Using Benchmarking Tools Effectively
Building on these practices, leveraging benchmarking tools can further fine-tune performance. Collaboration between domain experts and engineers is key to aligning technical metrics with broader business goals. Platforms like Latitude provide shared environments for benchmarking, prompt engineering, and performance analysis, ensuring technical efforts are in sync with business needs. It’s equally important to validate measurement tools to avoid introducing inaccuracies or unnecessary overhead. Incorporating cost-performance analysis - such as tracking the cost per 1,000 tokens - into workflows helps balance resource use with performance targets, especially for large-scale deployments.

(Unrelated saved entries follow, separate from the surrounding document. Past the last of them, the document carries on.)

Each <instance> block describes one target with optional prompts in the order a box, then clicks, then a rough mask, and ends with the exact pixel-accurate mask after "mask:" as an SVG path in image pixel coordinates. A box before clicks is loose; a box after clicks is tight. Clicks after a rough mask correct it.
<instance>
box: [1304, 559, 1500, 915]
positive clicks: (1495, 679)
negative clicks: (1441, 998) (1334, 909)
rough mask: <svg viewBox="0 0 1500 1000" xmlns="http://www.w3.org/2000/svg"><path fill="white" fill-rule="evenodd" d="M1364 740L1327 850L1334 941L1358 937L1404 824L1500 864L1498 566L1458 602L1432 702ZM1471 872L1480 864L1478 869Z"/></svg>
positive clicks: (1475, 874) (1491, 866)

Setting clear objectives and KPIs from the start ensures that benchmarking efforts remain focused and lead to actionable improvements.
FAQs
What are the best practices for ensuring accurate and realistic LLM hardware benchmarking results?

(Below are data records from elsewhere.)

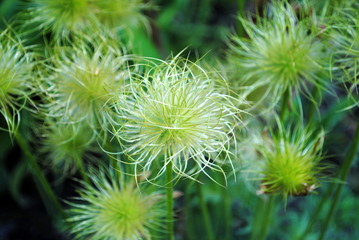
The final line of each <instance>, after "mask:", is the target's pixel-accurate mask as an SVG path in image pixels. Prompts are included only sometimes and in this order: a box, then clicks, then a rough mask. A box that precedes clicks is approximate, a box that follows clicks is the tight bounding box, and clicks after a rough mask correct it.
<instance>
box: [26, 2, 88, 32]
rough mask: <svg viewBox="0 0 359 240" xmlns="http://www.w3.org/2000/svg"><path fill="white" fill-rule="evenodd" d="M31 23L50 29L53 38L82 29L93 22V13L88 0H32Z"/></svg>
mask: <svg viewBox="0 0 359 240" xmlns="http://www.w3.org/2000/svg"><path fill="white" fill-rule="evenodd" d="M30 6H31V7H30V9H29V11H30V17H31V19H30V20H29V21H30V22H31V23H34V24H36V25H37V27H39V28H41V30H44V31H47V32H48V31H51V32H52V33H53V34H54V38H55V39H62V38H66V37H68V35H69V34H70V33H71V32H77V31H82V30H83V29H84V28H85V27H87V26H89V25H90V24H91V22H93V19H94V15H93V13H92V7H91V6H90V5H89V1H88V0H32V2H31V5H30Z"/></svg>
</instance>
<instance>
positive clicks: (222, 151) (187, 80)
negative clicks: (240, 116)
mask: <svg viewBox="0 0 359 240" xmlns="http://www.w3.org/2000/svg"><path fill="white" fill-rule="evenodd" d="M214 81H218V80H215V79H210V78H209V77H208V75H207V74H206V72H204V71H203V70H202V69H201V68H200V67H199V66H198V65H196V64H194V63H192V62H190V61H189V60H186V59H180V58H178V57H176V58H174V59H172V60H170V61H167V62H162V61H161V62H159V63H152V67H150V66H149V68H148V69H147V70H146V71H145V73H144V74H143V76H142V75H141V76H138V78H135V77H133V78H132V83H131V89H132V94H131V95H129V97H127V98H126V99H124V100H120V102H121V103H120V104H119V105H117V106H116V108H117V112H118V114H117V116H115V118H114V122H122V121H123V124H121V125H120V126H118V127H117V126H114V127H115V129H118V130H117V131H116V132H115V134H116V136H117V137H118V139H120V140H121V141H122V140H124V141H125V142H126V143H128V145H127V146H126V147H125V153H126V154H127V155H128V156H129V157H130V158H131V159H132V160H133V161H134V164H136V165H138V166H139V167H140V166H142V167H143V169H144V170H145V171H148V170H150V169H151V165H152V164H153V162H156V164H158V163H159V162H158V161H163V163H162V162H161V164H159V165H160V166H161V167H160V170H159V172H158V174H157V176H159V175H161V174H162V173H163V172H164V171H165V169H166V166H167V165H169V164H170V163H171V165H172V168H173V171H174V172H175V173H177V174H178V175H179V176H181V175H186V176H191V175H194V174H197V173H198V172H201V171H203V170H204V169H205V168H210V169H213V170H218V171H222V170H221V167H220V165H221V164H223V163H225V162H226V161H227V160H228V161H230V160H231V157H232V156H231V155H232V153H231V152H230V150H229V148H230V145H231V141H232V140H233V139H234V135H235V131H234V129H235V128H236V127H237V125H238V122H239V121H238V120H239V118H238V114H239V113H240V112H241V111H240V110H239V109H237V108H236V107H235V105H234V104H233V103H232V100H233V99H232V98H231V97H230V96H228V95H226V94H223V93H219V92H217V89H216V87H215V83H214ZM161 159H162V160H161ZM188 166H191V168H190V169H188V168H189V167H188ZM192 166H193V167H192Z"/></svg>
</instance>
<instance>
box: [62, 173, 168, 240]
mask: <svg viewBox="0 0 359 240" xmlns="http://www.w3.org/2000/svg"><path fill="white" fill-rule="evenodd" d="M96 174H97V176H96V175H94V174H92V175H90V179H91V181H92V184H93V185H90V184H85V185H84V188H83V189H82V190H81V191H80V192H79V193H80V197H79V198H76V199H77V200H78V202H79V203H70V205H71V209H70V210H69V213H70V215H71V217H70V218H69V219H68V221H69V222H70V224H71V226H72V228H71V232H72V233H73V236H74V239H92V240H136V239H151V235H150V230H151V229H155V230H156V229H158V226H159V225H160V221H161V217H164V215H165V212H164V211H163V210H162V208H163V206H162V205H163V197H162V195H159V194H157V193H152V194H150V195H146V194H145V193H143V192H140V191H139V189H137V187H136V186H135V184H133V183H119V182H118V181H117V179H116V178H115V177H114V176H111V177H109V176H106V175H105V174H104V173H96Z"/></svg>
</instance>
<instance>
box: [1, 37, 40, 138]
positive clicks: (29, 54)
mask: <svg viewBox="0 0 359 240" xmlns="http://www.w3.org/2000/svg"><path fill="white" fill-rule="evenodd" d="M34 64H35V63H34V60H33V59H32V58H31V56H30V54H29V53H28V52H27V51H26V49H25V48H24V47H23V46H22V45H21V41H20V40H19V39H17V37H16V34H12V33H11V32H10V30H5V31H3V32H2V33H0V66H1V67H0V113H1V115H3V116H4V118H5V121H6V123H7V127H8V129H6V130H8V131H10V132H14V131H15V130H16V128H17V126H18V124H19V121H20V117H19V111H20V110H21V109H22V108H23V107H24V106H25V104H26V102H27V101H29V100H30V99H29V96H30V95H31V92H32V90H31V89H32V84H33V67H34Z"/></svg>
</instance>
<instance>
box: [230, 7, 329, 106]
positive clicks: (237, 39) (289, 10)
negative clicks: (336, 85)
mask: <svg viewBox="0 0 359 240" xmlns="http://www.w3.org/2000/svg"><path fill="white" fill-rule="evenodd" d="M268 11H269V13H268V14H267V16H265V17H260V16H257V22H256V23H254V22H253V21H251V20H248V19H243V18H241V19H240V20H241V23H242V24H243V26H244V29H245V31H246V33H247V34H248V37H249V39H245V38H239V37H236V36H233V37H232V40H233V44H231V53H230V55H229V63H230V64H231V65H233V66H234V67H235V68H236V71H235V73H236V76H235V79H233V80H234V81H236V82H234V84H235V85H237V86H239V88H243V87H245V88H247V89H248V90H249V91H250V92H251V91H254V90H257V89H258V88H260V89H261V91H262V97H261V100H264V99H268V98H269V99H270V100H272V102H273V103H272V104H273V105H274V104H275V103H276V102H277V101H278V100H279V98H280V96H281V95H282V94H283V93H284V92H285V91H286V90H300V91H304V92H305V93H306V94H307V95H310V92H309V90H308V86H307V85H308V83H310V84H311V85H315V86H318V87H322V86H323V84H324V83H323V82H322V81H323V80H322V78H321V77H320V76H319V74H320V73H321V72H322V70H323V63H324V60H325V54H324V53H323V47H322V44H321V43H320V42H319V41H317V40H316V34H317V33H315V31H314V29H313V28H310V27H309V24H308V20H309V19H298V18H297V16H296V13H295V11H294V9H293V8H292V6H290V5H289V4H288V3H280V2H277V3H273V4H272V5H271V6H270V7H269V9H268ZM237 73H238V74H237ZM263 90H265V91H264V93H263ZM271 98H272V99H271Z"/></svg>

To conduct precise and meaningful hardware benchmarking for Large Language Models (LLMs), it's crucial to mirror real-world usage as closely as possible. Start by selecting datasets and workloads that align with your specific deployment scenarios. This approach ensures that the benchmarks reflect the actual challenges and demands your LLM will encounter.
Be mindful of external factors, such as system configurations, power settings, and network conditions, as these can heavily influence the results. It's important to document your testing environment and methodology to ensure consistency and repeatability. Running multiple tests and averaging the outcomes can also help minimize anomalies, giving you a more accurate view of performance.
Additionally, consider using tools and platforms tailored for AI engineering, like Latitude, to simplify collaboration and maintain production-level LLM features while fine-tuning performance.
How can I optimize hardware performance after benchmarking large language models (LLMs)?
To get the most out of your hardware after benchmarking large language models (LLMs), here are some practical steps to consider:
- Dive Into Benchmark Data: Carefully examine the results to pinpoint areas that may be slowing things down. This could include high memory usage, uneven GPU/CPU utilization, or noticeable latency problems.
- Tweak System Settings: Adjust parameters like batch sizes, precision formats (e.g., FP16 versus FP32), and caching methods. These tweaks can help strike the right balance between performance and resource consumption.
- Use Purpose-Built Tools: Platforms like Latitude can be incredibly helpful. They enable better collaboration on prompt engineering and streamline deployment processes for production-ready LLMs.
By regularly reviewing your benchmarks and fine-tuning configurations, you’ll keep your system running smoothly, even as model demands or workloads shift over time.
Why is it important to standardize metrics when benchmarking LLM hardware, and how does it influence decision-making?
Standardizing metrics in LLM hardware benchmarking is crucial for ensuring that performance comparisons are accurate and reliable. Metrics like throughput, latency, and energy efficiency can differ significantly without clear definitions, leading to confusion or skewed evaluations.
When standardized metrics are in place, decision-makers can confidently evaluate hardware, pinpoint performance issues, and choose solutions that best fit their deployment needs. This also fosters transparency and teamwork, as all parties can rely on consistent and trustworthy data.